Here we go again but I decide to cook for only 12 minutes. Not bad. I let it cool down and psychologically prepare myself for rolling the maki.
Rolling?
In my memory, rolling maki is a disaster. I carefully prepare the seaweed, the ingredients and off we go. Fortunately, I already have my first star in maki rolling because it is not the instructions that will save me! First try with the silicone mat. More than bof, but you have to take the hand. After three puddings of rice with this damn silicone I decide to take back my super wooden mat. That changes everything and ten minutes later I think I'm the queen of maki rolling.
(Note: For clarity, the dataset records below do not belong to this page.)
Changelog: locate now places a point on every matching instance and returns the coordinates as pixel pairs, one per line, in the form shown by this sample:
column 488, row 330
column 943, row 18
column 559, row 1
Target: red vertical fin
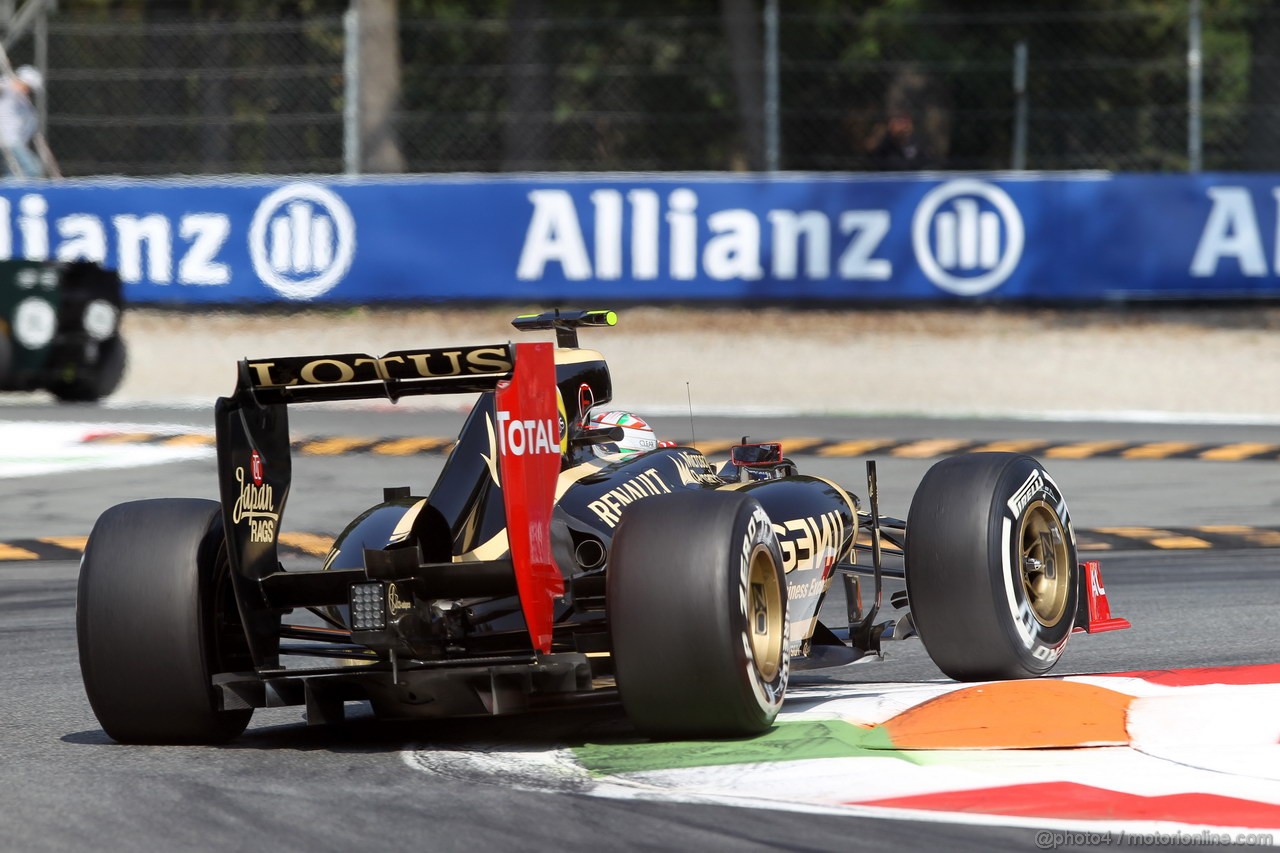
column 529, row 461
column 1100, row 609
I think I just got my second star.
The tasting?
Hmm that's good! and it's made with everything I love. The rice is perfectly cooked. My ingredients are fresh. In short, me and my girlfriends who came to encourage me, we enjoy ourselves.
The balance sheet?
It is a product that works. Really. The rice cooks easily in the microwave in just 12 minutes. The silicone washes well which is a nice change from pot-with-rice-stuck-to-the-bottom scrubbing. But for about thirty makis, you still have to count nearly 2 hours between the multiple cooking of the rice (the portions indicated are REALLY below reality! Cheerfully multiply by 2 or 3 the quantity of rice listed), the cooking period cooling and the oh so playful period of driving. In short, these sushi come out of your eyes even before you have tasted them. So yes, it works. But honestly get delivered!